Krzysztof Hołowczyc podkreślił, że wciąż nie zwalnia tempa i stara się żyć pełnią życia. Jego rodzina podobno już się przyzwyczaiła, że prowadzi tzw. życie na walizkach. Dla Krzysztofa Hołowczyca aktywność zawodowa to jednak jeden z najważniejszych aspektów.
"Córki przyzwyczaiły się, że tata wciąż pędzi. Mój kalendarz ostatnio wyglądał tak: trzy dni testów w Maroku, później sześciodniowy rajd, od razu lot do Turcji, tam trzydniowy rajd – zdobyliśmy puchar Europy! Prawie miesiąc byłem poza domem, w ciągłym biegu. Po powrocie przepakowałem się i polecieliśmy odpocząć na Sycylię. Ja po prostu kocham tak pędzić. Szkoda życia na trwanie w miejscu.

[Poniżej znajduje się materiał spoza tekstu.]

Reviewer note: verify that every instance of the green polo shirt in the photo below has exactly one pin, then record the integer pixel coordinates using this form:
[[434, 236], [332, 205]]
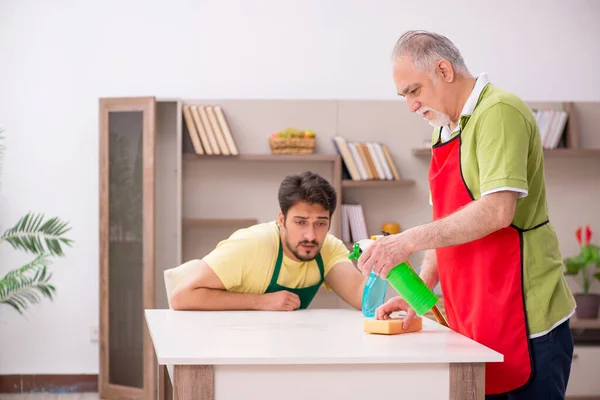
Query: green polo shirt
[[501, 150]]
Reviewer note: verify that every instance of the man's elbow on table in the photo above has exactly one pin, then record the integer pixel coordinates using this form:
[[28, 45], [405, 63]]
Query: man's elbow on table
[[502, 206], [194, 292]]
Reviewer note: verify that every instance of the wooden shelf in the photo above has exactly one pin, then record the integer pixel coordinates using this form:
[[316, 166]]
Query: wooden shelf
[[265, 157], [218, 222], [572, 152], [348, 183], [562, 152]]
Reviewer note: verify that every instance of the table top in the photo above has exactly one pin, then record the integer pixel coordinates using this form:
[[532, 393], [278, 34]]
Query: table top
[[320, 336]]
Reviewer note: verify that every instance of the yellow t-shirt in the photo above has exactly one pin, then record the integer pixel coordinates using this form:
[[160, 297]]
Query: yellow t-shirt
[[245, 261]]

Najważniejsze moje hasło i wciąż się nim kieruję: życie jest piękne, trzeba tylko dodać gazu. Czasem mówię swoim dziewczynom: jak nie wiesz, co zrobić z życiowym problemem, to po prostu zostaw sprawy, które cię gniotą, ludzi, z którymi nie jest ci po drodze i ruszaj do przodu" - tłumaczył.
Dodał, że takie nastawienie do upływającego czasu wyniósł jeszcze z rodzinnego domu.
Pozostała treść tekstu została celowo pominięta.